Publication year - 2018
Publication title -
arthritis care and research
Language(s) - English
Resource type - Journals
SCImago Journal Rank - 2.032
H-Index - 163
eISSN - 2151-4658
pISSN - 2151-464X
DOI - 10.1002/acr.23537
Subject(s) - secukinumab , medicine , psoriatic arthritis , placebo , cohort , gastroenterology , immunology , arthritis , surgery , pathology , alternative medicine
Objective To evaluate minimal disease activity ( MDA ) among psoriatic arthritis (PsA) patients receiving secukinumab through 2 years in the FUTURE 2 study. Methods Patients with active PsA were randomized to receive subcutaneous secukinumab 300, 150, or 75 mg or placebo. MDA was assessed in the overall population (anti–tumor necrosis factor [anti‐ TNF ]–naive and inadequate responders [anti– TNF ‐ IR ]) and in patients stratified by prior anti‐ TNF exposure and by time since diagnosis at weeks 16, 24, 52, and 104. Function and patient‐reported outcomes ( PRO s), including health‐related quality of life (QoL) and work productivity, were assessed in MDA responders versus nonresponders. Results Overall, 28% of patients (27 of 98) and 23% (23 of 100) achieved MDA at week 16 with secukinumab 300 and 150 mg, respectively, versus 10% (9 of 94) with placebo. In the anti– TNF ‐naive cohort, a higher proportion of patients achieved MDA at week 16 with secukinumab 300 and 150 mg (34% and 32%, respectively) versus placebo (13%). The corresponding value in the anti– TNF ‐ IR cohort was 15% and 8% with secukinumab 300 and 150 mg, respectively, versus with placebo (3%). At week 16, 27.1% of MDA responders (16 of 59) achieved a very low disease activity ( VLDA ) response, with the percentage being numerically greater with secukinumab 300 and 150 mg (30% [8 of 27] and 26% [6 of 23], respectively) versus placebo (22% [2 of 9]).

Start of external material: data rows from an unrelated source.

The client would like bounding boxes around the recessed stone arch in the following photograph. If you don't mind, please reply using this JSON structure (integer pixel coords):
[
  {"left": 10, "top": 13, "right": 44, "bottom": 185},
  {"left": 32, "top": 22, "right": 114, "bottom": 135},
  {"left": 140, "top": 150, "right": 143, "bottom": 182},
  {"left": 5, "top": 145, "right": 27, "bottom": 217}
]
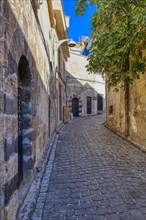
[{"left": 18, "top": 55, "right": 34, "bottom": 187}]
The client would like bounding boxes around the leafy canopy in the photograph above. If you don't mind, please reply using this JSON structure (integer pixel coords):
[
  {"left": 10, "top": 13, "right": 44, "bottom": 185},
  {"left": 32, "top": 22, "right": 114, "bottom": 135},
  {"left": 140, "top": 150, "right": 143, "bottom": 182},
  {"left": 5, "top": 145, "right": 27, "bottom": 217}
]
[{"left": 75, "top": 0, "right": 146, "bottom": 87}]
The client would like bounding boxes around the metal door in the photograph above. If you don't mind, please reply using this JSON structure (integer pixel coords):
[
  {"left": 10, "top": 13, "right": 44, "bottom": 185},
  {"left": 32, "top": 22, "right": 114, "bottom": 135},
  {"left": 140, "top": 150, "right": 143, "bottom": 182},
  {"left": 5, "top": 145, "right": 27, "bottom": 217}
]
[
  {"left": 97, "top": 94, "right": 103, "bottom": 111},
  {"left": 87, "top": 96, "right": 92, "bottom": 114},
  {"left": 72, "top": 98, "right": 79, "bottom": 117}
]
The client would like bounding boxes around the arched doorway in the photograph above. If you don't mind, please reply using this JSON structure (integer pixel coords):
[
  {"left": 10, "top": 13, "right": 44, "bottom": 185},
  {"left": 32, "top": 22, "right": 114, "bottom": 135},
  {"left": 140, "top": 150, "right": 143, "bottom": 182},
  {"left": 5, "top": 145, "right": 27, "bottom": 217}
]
[
  {"left": 18, "top": 56, "right": 32, "bottom": 187},
  {"left": 72, "top": 98, "right": 79, "bottom": 117},
  {"left": 87, "top": 96, "right": 92, "bottom": 114}
]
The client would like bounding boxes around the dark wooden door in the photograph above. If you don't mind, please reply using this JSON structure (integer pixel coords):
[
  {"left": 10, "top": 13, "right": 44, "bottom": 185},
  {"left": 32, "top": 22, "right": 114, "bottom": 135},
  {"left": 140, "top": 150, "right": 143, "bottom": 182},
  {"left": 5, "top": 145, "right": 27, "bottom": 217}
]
[
  {"left": 72, "top": 98, "right": 79, "bottom": 117},
  {"left": 87, "top": 96, "right": 92, "bottom": 114},
  {"left": 97, "top": 94, "right": 103, "bottom": 111}
]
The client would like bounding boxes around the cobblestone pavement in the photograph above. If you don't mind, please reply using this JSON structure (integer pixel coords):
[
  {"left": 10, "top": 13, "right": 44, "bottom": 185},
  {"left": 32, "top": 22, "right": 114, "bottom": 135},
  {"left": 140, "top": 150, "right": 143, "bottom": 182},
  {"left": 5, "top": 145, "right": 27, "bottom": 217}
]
[{"left": 32, "top": 115, "right": 146, "bottom": 220}]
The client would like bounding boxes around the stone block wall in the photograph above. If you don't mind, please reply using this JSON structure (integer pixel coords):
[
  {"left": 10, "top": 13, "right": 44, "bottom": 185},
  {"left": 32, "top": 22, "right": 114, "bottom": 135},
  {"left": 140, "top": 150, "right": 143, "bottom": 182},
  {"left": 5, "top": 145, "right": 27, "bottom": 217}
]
[
  {"left": 0, "top": 0, "right": 54, "bottom": 220},
  {"left": 107, "top": 74, "right": 146, "bottom": 149}
]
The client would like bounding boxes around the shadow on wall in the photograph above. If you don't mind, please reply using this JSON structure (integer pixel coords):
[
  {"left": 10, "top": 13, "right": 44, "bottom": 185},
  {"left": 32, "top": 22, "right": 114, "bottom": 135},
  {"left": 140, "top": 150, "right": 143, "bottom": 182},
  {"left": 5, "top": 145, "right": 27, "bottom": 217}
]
[
  {"left": 66, "top": 72, "right": 105, "bottom": 117},
  {"left": 0, "top": 1, "right": 55, "bottom": 219}
]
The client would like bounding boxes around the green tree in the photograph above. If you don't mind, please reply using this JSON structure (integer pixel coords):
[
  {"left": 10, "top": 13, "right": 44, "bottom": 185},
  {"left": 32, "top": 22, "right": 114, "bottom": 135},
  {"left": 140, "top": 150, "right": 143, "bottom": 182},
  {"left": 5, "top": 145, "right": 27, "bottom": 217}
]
[{"left": 75, "top": 0, "right": 146, "bottom": 88}]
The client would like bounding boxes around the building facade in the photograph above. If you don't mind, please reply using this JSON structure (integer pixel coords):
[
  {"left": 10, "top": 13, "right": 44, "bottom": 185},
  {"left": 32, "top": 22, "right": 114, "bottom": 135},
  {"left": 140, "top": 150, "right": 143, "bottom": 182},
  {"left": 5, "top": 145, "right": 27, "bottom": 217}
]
[
  {"left": 0, "top": 0, "right": 69, "bottom": 220},
  {"left": 66, "top": 40, "right": 105, "bottom": 117},
  {"left": 107, "top": 74, "right": 146, "bottom": 150}
]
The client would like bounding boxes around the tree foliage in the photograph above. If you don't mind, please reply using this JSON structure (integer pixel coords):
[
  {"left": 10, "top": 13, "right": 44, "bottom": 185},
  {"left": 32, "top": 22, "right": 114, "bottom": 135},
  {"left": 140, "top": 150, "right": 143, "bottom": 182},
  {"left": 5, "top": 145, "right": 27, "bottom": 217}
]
[{"left": 75, "top": 0, "right": 146, "bottom": 87}]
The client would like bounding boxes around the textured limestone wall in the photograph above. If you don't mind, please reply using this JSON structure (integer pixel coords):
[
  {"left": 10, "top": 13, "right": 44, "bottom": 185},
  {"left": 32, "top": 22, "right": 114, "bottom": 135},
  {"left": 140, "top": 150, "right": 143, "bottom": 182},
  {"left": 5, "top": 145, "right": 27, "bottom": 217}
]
[
  {"left": 66, "top": 51, "right": 105, "bottom": 115},
  {"left": 107, "top": 74, "right": 146, "bottom": 149},
  {"left": 0, "top": 0, "right": 54, "bottom": 220}
]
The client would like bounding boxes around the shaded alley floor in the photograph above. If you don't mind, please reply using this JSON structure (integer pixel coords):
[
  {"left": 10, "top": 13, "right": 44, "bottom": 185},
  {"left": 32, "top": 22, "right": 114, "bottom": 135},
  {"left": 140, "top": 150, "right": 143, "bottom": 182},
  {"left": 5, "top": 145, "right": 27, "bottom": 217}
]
[{"left": 32, "top": 115, "right": 146, "bottom": 220}]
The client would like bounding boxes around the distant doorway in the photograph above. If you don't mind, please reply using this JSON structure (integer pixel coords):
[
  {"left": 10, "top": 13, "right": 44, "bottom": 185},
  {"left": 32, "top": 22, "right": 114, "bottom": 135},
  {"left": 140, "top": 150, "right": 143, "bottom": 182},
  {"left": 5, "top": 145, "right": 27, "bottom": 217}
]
[
  {"left": 72, "top": 98, "right": 79, "bottom": 117},
  {"left": 87, "top": 96, "right": 92, "bottom": 114},
  {"left": 97, "top": 94, "right": 103, "bottom": 111}
]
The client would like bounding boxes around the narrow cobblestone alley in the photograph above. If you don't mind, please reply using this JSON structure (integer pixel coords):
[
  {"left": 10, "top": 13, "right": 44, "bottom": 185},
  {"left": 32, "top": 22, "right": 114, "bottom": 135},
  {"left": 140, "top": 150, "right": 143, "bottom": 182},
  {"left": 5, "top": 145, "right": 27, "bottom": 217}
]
[{"left": 32, "top": 115, "right": 146, "bottom": 220}]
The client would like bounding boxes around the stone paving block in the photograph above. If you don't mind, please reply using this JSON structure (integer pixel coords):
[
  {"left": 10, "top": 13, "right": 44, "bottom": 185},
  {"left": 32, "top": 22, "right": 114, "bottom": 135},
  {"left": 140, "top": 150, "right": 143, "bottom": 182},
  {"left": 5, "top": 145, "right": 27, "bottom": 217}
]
[{"left": 18, "top": 115, "right": 146, "bottom": 220}]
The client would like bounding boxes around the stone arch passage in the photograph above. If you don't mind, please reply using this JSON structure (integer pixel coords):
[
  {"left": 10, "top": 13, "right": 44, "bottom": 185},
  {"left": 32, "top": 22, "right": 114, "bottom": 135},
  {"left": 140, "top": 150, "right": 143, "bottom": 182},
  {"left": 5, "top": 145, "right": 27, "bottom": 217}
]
[
  {"left": 72, "top": 98, "right": 79, "bottom": 117},
  {"left": 18, "top": 56, "right": 33, "bottom": 187}
]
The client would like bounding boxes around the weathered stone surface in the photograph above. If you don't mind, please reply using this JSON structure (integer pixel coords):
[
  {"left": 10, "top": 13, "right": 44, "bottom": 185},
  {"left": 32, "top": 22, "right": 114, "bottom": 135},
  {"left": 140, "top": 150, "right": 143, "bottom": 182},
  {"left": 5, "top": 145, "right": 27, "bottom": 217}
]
[
  {"left": 0, "top": 188, "right": 5, "bottom": 211},
  {"left": 5, "top": 190, "right": 19, "bottom": 220},
  {"left": 0, "top": 163, "right": 6, "bottom": 189},
  {"left": 22, "top": 102, "right": 32, "bottom": 115},
  {"left": 5, "top": 136, "right": 17, "bottom": 161},
  {"left": 22, "top": 114, "right": 32, "bottom": 129},
  {"left": 0, "top": 137, "right": 4, "bottom": 164},
  {"left": 22, "top": 138, "right": 32, "bottom": 156},
  {"left": 8, "top": 52, "right": 18, "bottom": 73},
  {"left": 22, "top": 89, "right": 31, "bottom": 103},
  {"left": 6, "top": 153, "right": 18, "bottom": 182},
  {"left": 23, "top": 155, "right": 35, "bottom": 170},
  {"left": 5, "top": 174, "right": 18, "bottom": 206},
  {"left": 4, "top": 93, "right": 17, "bottom": 115},
  {"left": 0, "top": 91, "right": 4, "bottom": 114},
  {"left": 107, "top": 74, "right": 146, "bottom": 150}
]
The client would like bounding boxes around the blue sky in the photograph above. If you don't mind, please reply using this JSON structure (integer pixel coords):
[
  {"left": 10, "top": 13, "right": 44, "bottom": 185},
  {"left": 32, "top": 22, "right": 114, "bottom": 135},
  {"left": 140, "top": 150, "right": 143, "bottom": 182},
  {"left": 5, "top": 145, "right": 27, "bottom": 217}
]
[{"left": 63, "top": 0, "right": 95, "bottom": 42}]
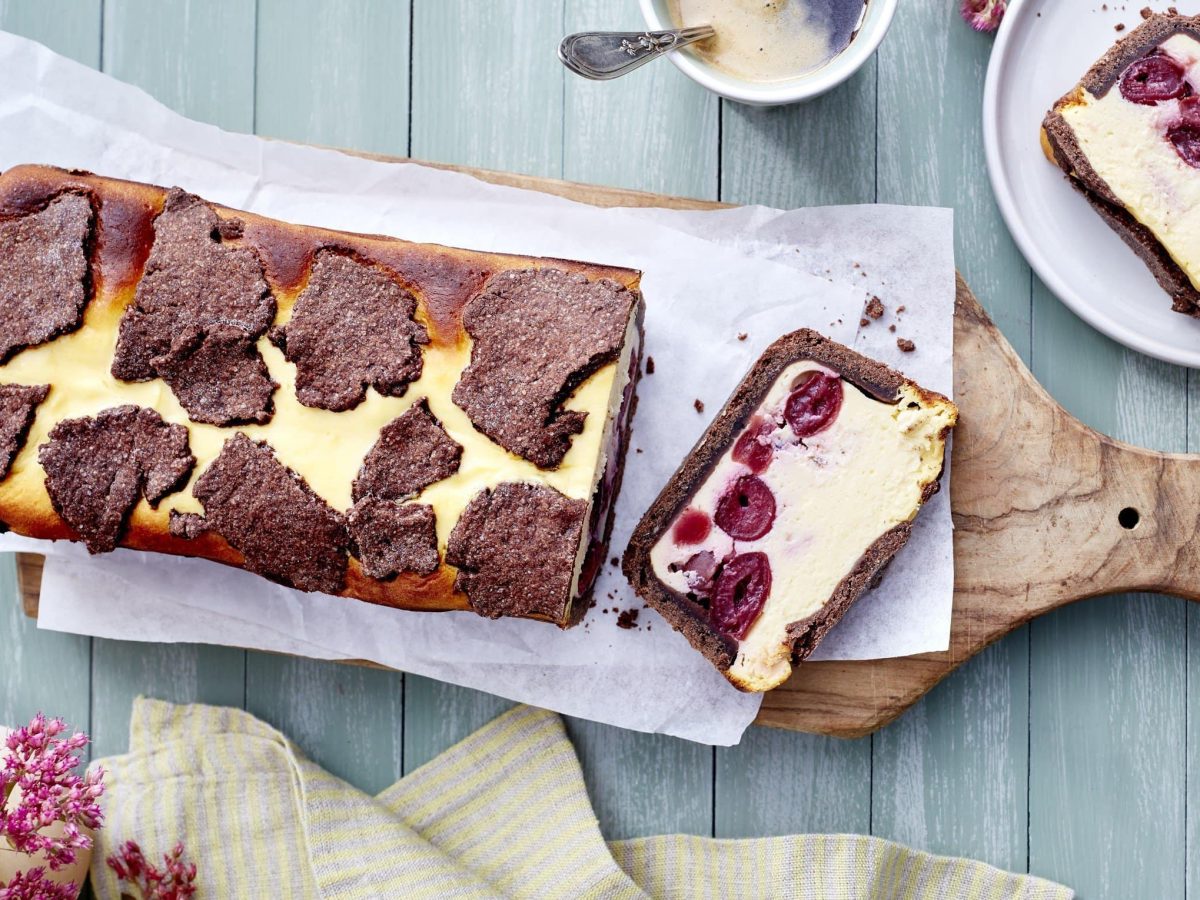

The MDA and VLDA responses with secukinumab 300 and 150 mg were sustained through 2 years. MDA responders showed greater improvements in QoL outcomes compared to nonresponders through 2 years. Conclusion A greater proportion of patients achieved MDA with secukinumab versus placebo at week 16, with response rates sustained through 2 years. MDA was associated with improved PRO s, including QoL, through 2 years.